Shakeel Butt <shakeelb@xxxxxxxxxx> · Wed, 17 Mar 2021 08:44:14 -0700

On Wed, Mar 17, 2021 at 8:26 AM Heiko Carstens <hca@xxxxxxxxxxxxx> wrote:
>
> On Wed, Mar 17, 2021 at 06:33:24AM -0700, Shakeel Butt wrote:
> > > Ah, sorry. This is the s390 output for exception-traces. That is if
> > > /proc/sys/debug/exception-trace is set to one, and a process gets
> > > killed because of an unhandled signal.
> > >
> > > In this particular case sshd was killed because it tried to access
> > > address zero, where nothing is mapped.
> > >
> > > Given that all higher registers are zero in the register dump above my
> > > guess would be this happened because a stack page got unmapped, and
> > > when it got accessed to restore register contents a zero page was
> > > mapped in instead of the real old page contents.
> > >
> > > We have also all other sorts of crashes in our CI with linux-next
> > > currently, e.g. LTP's testcase "swapping01" seems to be able to make
> > > (more or less) sure that the init process get's killed (-> panic).
> >
> > I have tried the elfutils selftests and swapping01 on x86_64 VM and I
> > am not able to reproduce the issue. Can you give a bit more detail of
> > the setup along with the config file? I am assuming you are not
> > creating cgroups as these tests do not manipulate cgroups. Also is the
> > memory controller on your system on v1 or v2?
> >
> > I am fine with dropping the patch from mm-tree until we know more
> > about this issue.
>
> This is a Fedora 33 system with 2 CPUs, 2 GB memory and 20 GB swap
> space (yes...).
>
> It should be cgroups v2:
>
> # mount
> ...
> cgroup2 on /sys/fs/cgroup type cgroup2 (rw,nosuid,nodev,noexec,relatime,seclabel,nsdelegate)
>
> Config below.

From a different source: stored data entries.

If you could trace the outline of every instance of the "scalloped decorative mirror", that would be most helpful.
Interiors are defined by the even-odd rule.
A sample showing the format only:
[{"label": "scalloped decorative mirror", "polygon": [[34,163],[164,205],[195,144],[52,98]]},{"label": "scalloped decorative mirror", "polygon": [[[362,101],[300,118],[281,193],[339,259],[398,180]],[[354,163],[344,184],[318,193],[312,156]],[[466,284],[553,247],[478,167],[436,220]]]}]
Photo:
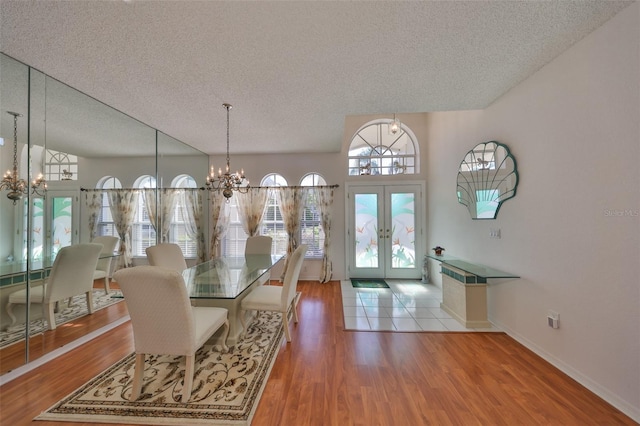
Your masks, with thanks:
[{"label": "scalloped decorative mirror", "polygon": [[483,142],[467,152],[458,168],[458,202],[472,219],[495,219],[500,206],[516,195],[516,159],[506,145]]}]

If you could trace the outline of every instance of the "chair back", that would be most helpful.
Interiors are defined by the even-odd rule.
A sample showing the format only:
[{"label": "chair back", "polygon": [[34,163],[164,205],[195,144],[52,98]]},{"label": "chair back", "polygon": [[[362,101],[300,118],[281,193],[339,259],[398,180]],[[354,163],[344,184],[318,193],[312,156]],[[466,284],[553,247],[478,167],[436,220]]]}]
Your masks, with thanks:
[{"label": "chair back", "polygon": [[145,250],[151,266],[162,266],[182,272],[187,269],[187,261],[184,259],[182,249],[173,243],[161,243],[147,247]]},{"label": "chair back", "polygon": [[92,291],[93,271],[98,264],[102,244],[86,243],[62,247],[47,278],[44,303]]},{"label": "chair back", "polygon": [[193,313],[179,272],[142,265],[120,269],[113,278],[129,310],[136,353],[195,352]]},{"label": "chair back", "polygon": [[[116,250],[116,246],[118,245],[118,242],[120,242],[120,238],[112,237],[110,235],[101,235],[101,236],[95,237],[91,242],[96,244],[102,244],[102,251],[100,252],[100,254],[113,254],[113,252]],[[113,257],[98,259],[98,265],[96,266],[96,269],[99,271],[105,271],[107,274],[109,274],[109,270],[111,269],[112,259]]]},{"label": "chair back", "polygon": [[266,235],[254,235],[247,238],[244,254],[271,254],[271,237]]},{"label": "chair back", "polygon": [[298,287],[298,277],[300,276],[300,269],[302,269],[302,262],[304,262],[304,255],[307,252],[307,245],[301,244],[291,254],[287,271],[284,274],[284,280],[282,282],[282,308],[287,307],[296,297],[296,289]]}]

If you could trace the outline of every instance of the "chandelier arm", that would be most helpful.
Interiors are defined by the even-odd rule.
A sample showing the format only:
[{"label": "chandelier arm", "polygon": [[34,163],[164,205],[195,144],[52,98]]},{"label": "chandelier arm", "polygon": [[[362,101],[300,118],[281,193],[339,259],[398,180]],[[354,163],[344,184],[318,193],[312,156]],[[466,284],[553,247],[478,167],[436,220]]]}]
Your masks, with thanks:
[{"label": "chandelier arm", "polygon": [[[9,191],[7,198],[13,201],[13,205],[29,192],[29,184],[26,180],[19,178],[18,173],[18,117],[22,117],[22,114],[7,111],[8,114],[13,116],[13,172],[8,170],[0,182],[0,190],[6,189]],[[47,183],[42,175],[38,176],[31,185],[34,194],[44,196],[44,192],[47,190]]]},{"label": "chandelier arm", "polygon": [[225,173],[222,173],[222,169],[218,170],[218,176],[215,175],[213,166],[211,166],[211,173],[206,179],[206,189],[212,191],[222,191],[222,194],[227,199],[233,196],[233,191],[246,193],[249,190],[249,181],[245,179],[244,170],[241,172],[231,173],[231,158],[229,154],[229,110],[232,108],[231,104],[224,103],[222,106],[227,110],[227,167]]}]

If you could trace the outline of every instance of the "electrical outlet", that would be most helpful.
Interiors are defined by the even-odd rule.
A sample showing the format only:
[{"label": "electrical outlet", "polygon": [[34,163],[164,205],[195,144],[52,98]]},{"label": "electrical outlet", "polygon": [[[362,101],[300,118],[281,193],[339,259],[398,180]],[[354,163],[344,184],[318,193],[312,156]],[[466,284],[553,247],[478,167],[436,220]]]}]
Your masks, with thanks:
[{"label": "electrical outlet", "polygon": [[560,328],[560,314],[554,311],[548,311],[547,324],[551,328]]},{"label": "electrical outlet", "polygon": [[502,236],[502,232],[500,228],[490,228],[489,229],[489,238],[494,240],[499,240]]}]

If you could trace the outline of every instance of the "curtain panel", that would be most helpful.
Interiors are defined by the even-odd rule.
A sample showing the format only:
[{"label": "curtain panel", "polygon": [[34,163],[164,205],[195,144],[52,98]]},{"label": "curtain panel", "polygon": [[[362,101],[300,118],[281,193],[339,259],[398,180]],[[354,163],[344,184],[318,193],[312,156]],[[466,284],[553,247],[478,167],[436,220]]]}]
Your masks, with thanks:
[{"label": "curtain panel", "polygon": [[118,268],[131,266],[131,226],[138,207],[139,189],[112,189],[109,194],[111,216],[120,236],[120,254]]},{"label": "curtain panel", "polygon": [[102,191],[87,191],[85,194],[87,215],[89,216],[89,240],[93,241],[98,233],[98,218],[102,207]]},{"label": "curtain panel", "polygon": [[280,205],[280,214],[287,232],[287,256],[284,260],[281,280],[289,266],[289,258],[298,247],[296,236],[300,232],[300,217],[309,187],[274,187]]},{"label": "curtain panel", "polygon": [[198,189],[185,189],[181,196],[183,197],[180,206],[182,208],[182,217],[185,218],[185,230],[187,236],[197,243],[198,262],[202,263],[206,259],[206,243],[204,239],[203,227],[203,195]]},{"label": "curtain panel", "polygon": [[322,269],[320,282],[326,283],[333,275],[333,265],[329,260],[329,245],[331,240],[331,205],[333,204],[333,187],[313,188],[316,205],[320,210],[320,226],[324,232],[324,245],[322,247]]},{"label": "curtain panel", "polygon": [[249,188],[246,194],[237,193],[240,223],[244,232],[253,237],[260,233],[260,222],[269,199],[269,188]]},{"label": "curtain panel", "polygon": [[222,191],[209,191],[211,211],[211,244],[209,258],[220,256],[220,242],[229,230],[229,208]]}]

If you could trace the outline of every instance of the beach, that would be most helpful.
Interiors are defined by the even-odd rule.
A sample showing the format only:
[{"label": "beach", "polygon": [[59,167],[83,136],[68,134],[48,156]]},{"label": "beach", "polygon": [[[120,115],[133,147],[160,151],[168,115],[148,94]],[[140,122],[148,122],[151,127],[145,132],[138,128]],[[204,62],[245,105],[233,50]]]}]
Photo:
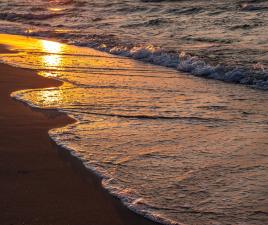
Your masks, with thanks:
[{"label": "beach", "polygon": [[[9,52],[1,46],[1,53]],[[74,120],[38,110],[11,92],[61,82],[28,69],[0,64],[0,223],[2,225],[155,224],[136,215],[105,191],[100,179],[60,149],[48,130]]]},{"label": "beach", "polygon": [[0,47],[1,225],[267,221],[266,91],[57,39]]},{"label": "beach", "polygon": [[267,0],[0,0],[0,225],[268,224]]}]

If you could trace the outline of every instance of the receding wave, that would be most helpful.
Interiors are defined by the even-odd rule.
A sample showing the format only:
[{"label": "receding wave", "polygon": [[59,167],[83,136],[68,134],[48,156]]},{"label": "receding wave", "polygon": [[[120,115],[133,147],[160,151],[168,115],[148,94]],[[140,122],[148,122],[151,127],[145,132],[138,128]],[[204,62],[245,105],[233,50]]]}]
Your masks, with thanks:
[{"label": "receding wave", "polygon": [[120,117],[127,119],[139,119],[139,120],[185,120],[185,121],[200,121],[204,123],[208,122],[227,122],[224,119],[219,118],[205,118],[205,117],[195,117],[195,116],[153,116],[153,115],[124,115],[124,114],[108,114],[108,113],[100,113],[100,112],[89,112],[83,110],[72,110],[72,109],[64,109],[66,112],[77,112],[77,113],[85,113],[87,115],[97,115],[97,116],[107,116],[107,117]]}]

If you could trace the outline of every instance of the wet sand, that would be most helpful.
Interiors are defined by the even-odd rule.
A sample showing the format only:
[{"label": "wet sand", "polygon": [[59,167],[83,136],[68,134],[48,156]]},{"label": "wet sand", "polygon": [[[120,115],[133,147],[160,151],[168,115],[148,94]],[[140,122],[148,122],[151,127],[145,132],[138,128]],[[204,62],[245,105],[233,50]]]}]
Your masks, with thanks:
[{"label": "wet sand", "polygon": [[156,224],[123,206],[49,138],[49,129],[72,123],[71,118],[10,97],[16,90],[59,85],[34,71],[0,64],[1,225]]}]

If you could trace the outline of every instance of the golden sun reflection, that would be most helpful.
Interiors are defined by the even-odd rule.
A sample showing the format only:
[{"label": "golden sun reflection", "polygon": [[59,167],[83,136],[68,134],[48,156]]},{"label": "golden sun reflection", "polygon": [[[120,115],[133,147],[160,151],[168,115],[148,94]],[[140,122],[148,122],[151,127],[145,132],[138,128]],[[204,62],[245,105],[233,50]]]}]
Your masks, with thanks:
[{"label": "golden sun reflection", "polygon": [[64,10],[64,9],[62,9],[62,8],[56,8],[56,7],[51,7],[51,8],[48,8],[48,10],[50,10],[50,11],[52,11],[52,12],[59,12],[59,11],[62,11],[62,10]]},{"label": "golden sun reflection", "polygon": [[39,71],[38,75],[42,77],[56,77],[57,75],[51,72]]},{"label": "golden sun reflection", "polygon": [[54,42],[54,41],[47,41],[41,40],[42,48],[47,53],[61,53],[63,50],[63,44]]},{"label": "golden sun reflection", "polygon": [[51,108],[60,104],[63,101],[63,94],[61,88],[47,88],[43,89],[36,95],[35,100],[41,107]]},{"label": "golden sun reflection", "polygon": [[59,55],[43,56],[43,64],[47,67],[58,67],[61,65],[61,57]]},{"label": "golden sun reflection", "polygon": [[41,46],[45,53],[49,53],[49,55],[42,57],[43,65],[47,67],[59,67],[62,64],[60,53],[62,53],[64,45],[54,41],[42,40]]}]

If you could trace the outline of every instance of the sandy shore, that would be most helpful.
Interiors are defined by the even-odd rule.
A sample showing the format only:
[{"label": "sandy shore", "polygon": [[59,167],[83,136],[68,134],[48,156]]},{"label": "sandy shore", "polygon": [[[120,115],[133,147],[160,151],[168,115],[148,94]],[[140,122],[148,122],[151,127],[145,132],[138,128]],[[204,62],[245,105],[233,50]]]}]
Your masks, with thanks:
[{"label": "sandy shore", "polygon": [[[0,46],[0,52],[7,51]],[[48,136],[73,122],[10,97],[15,90],[61,85],[31,70],[0,64],[0,224],[155,224],[128,210],[100,180]]]}]

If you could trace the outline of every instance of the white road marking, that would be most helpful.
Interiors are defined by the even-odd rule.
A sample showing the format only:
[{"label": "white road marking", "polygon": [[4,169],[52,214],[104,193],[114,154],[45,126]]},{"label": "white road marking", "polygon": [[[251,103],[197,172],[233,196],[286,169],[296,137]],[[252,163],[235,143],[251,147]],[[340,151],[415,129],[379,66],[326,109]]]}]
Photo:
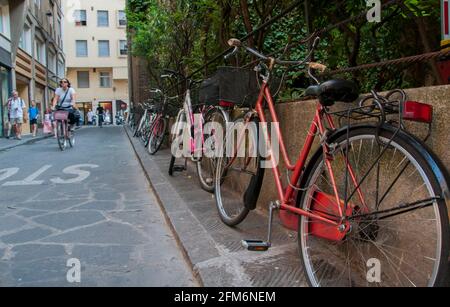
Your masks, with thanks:
[{"label": "white road marking", "polygon": [[52,167],[51,165],[45,165],[36,172],[34,172],[33,174],[31,174],[30,176],[28,176],[27,178],[25,178],[24,180],[9,181],[4,183],[3,186],[10,187],[10,186],[24,186],[24,185],[41,185],[44,183],[44,181],[35,179],[38,178],[40,175],[42,175],[42,173],[44,173],[51,167]]},{"label": "white road marking", "polygon": [[3,181],[19,172],[18,167],[0,169],[0,181]]},{"label": "white road marking", "polygon": [[82,170],[81,168],[98,168],[98,167],[99,166],[95,165],[95,164],[78,164],[78,165],[69,166],[63,170],[63,173],[69,174],[69,175],[78,175],[77,177],[72,178],[72,179],[62,179],[62,178],[58,177],[58,178],[53,178],[50,181],[53,183],[57,183],[57,184],[78,183],[83,180],[86,180],[91,175],[91,172]]}]

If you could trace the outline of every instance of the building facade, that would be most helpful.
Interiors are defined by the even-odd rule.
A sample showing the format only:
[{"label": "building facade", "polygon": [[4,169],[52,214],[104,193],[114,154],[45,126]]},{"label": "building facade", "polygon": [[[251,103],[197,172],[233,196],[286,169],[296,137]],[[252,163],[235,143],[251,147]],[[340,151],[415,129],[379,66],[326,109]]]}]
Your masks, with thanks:
[{"label": "building facade", "polygon": [[79,3],[65,9],[67,78],[85,122],[88,111],[101,105],[115,123],[115,116],[128,109],[125,0]]},{"label": "building facade", "polygon": [[[27,107],[35,100],[41,114],[64,76],[61,0],[0,0],[0,137],[7,122],[6,104],[17,89]],[[23,133],[30,132],[23,125]]]}]

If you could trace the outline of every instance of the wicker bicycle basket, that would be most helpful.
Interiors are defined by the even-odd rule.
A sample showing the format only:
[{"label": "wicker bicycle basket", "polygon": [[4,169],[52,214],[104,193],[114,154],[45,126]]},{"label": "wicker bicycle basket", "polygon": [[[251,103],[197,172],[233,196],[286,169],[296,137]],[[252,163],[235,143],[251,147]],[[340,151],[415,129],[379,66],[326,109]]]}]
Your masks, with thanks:
[{"label": "wicker bicycle basket", "polygon": [[199,102],[218,105],[221,102],[249,106],[256,102],[258,84],[256,74],[250,69],[223,66],[209,79],[203,81]]},{"label": "wicker bicycle basket", "polygon": [[68,111],[55,111],[53,113],[53,118],[55,120],[67,120],[69,118],[69,112]]}]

And the fun thing is that I cannot reproduce it today
> anymore with the elfutils test case - what _seems_ to be different is
> that the test suite runs much faster than yesterday evening. Usually
> an indication that there is no steal time (other guests which steal
> cpu time), which again _could_ indicate a race / lack of locking
> somewhere.
> This is kind of odd, since yesterday evening it was very reliable to
> trigger the bug :/
>

Thanks for the config. One question regarding swap, is it disk based
swap or zram?

By guests, do you mean there was another significant workload running
on the machine in parallel to the tests?

If you don't mind can you try swapping01 as well.